Senator for Haute-Loire
- In office 23 September 2001 – 2 November 2014

Personal details
- Born: 4 January 1937
- Died: 21 July 2025 (aged 88)
- Party: Centrist Union, The Centrists

= Jean Boyer (politician) =

French politician (1937–2025)

Jean Boyer (/fr/; 4 January 1937 – 21 July 2025) was a French politician, member of The Centrists.

== Life and career ==
Boyer was born in Blanzac, near Saint-Paulien (Haute-Loire) on 4 January 1937. He began in the 1970s a career as a local elected representative. He was mayor of Blanzac from 1971 to 1995. In 1979 he became the general counsel of canton of Saint-Paulien. Then, in 1985, he became the vice-president of the General Council of Haute-Loire, then chaired by the centrist Jacques Barrot (UDF – CDS). He was also a member of the regional council of Auvergne from 1986 to 1998.

In addition to his political activities, he held various positions within the professional agricultural organizations. Vice-president of the Mutualité sociale agricole (1983), president of the Conservatoire botanique national du Massif Central of Chavaniac-Lafayette (1996–2003), he was appointed as a member of the Economic, Social and Environmental Council, of which he chaired the agriculture section and food between 1996 and 2001.

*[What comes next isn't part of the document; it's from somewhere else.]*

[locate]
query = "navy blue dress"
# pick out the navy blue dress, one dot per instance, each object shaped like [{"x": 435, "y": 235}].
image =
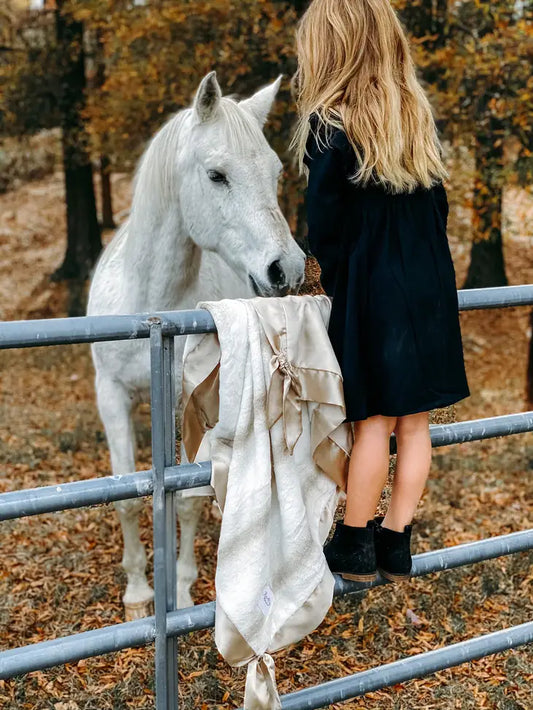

Candidate DVD in the 2001 senatorial elections, he defeated the outgoing Guy Vissac (RPR) and became a senator from Haute-Loire. At the Senate, he specialized in agricultural issues and joined the group of the Centrist Union (UC), of which he was elected vice-president. In 2011, after having given up the vice-presidency of the General Council, he announced his intention to run for a new parliamentary mandate. He was re-elected senator and elected secretary of the Senate in October 2011.

Member of the New UDF in the 2000s, he subsequently joined The Centrists, and in 2010 participated in the founding of the federation of Haute-Loire of the Centrist party.

Boyer was a knight of the Legion of Honor, an officer of the Ordre national du Mérite and commander of the Mérite agricole.

He announced in January 2014 his intention to leave the Senate on the following 1 October to allow the election of his deputy, Olivier Cigolotti.

Boyer died on 21 July 2025, at the age of 88.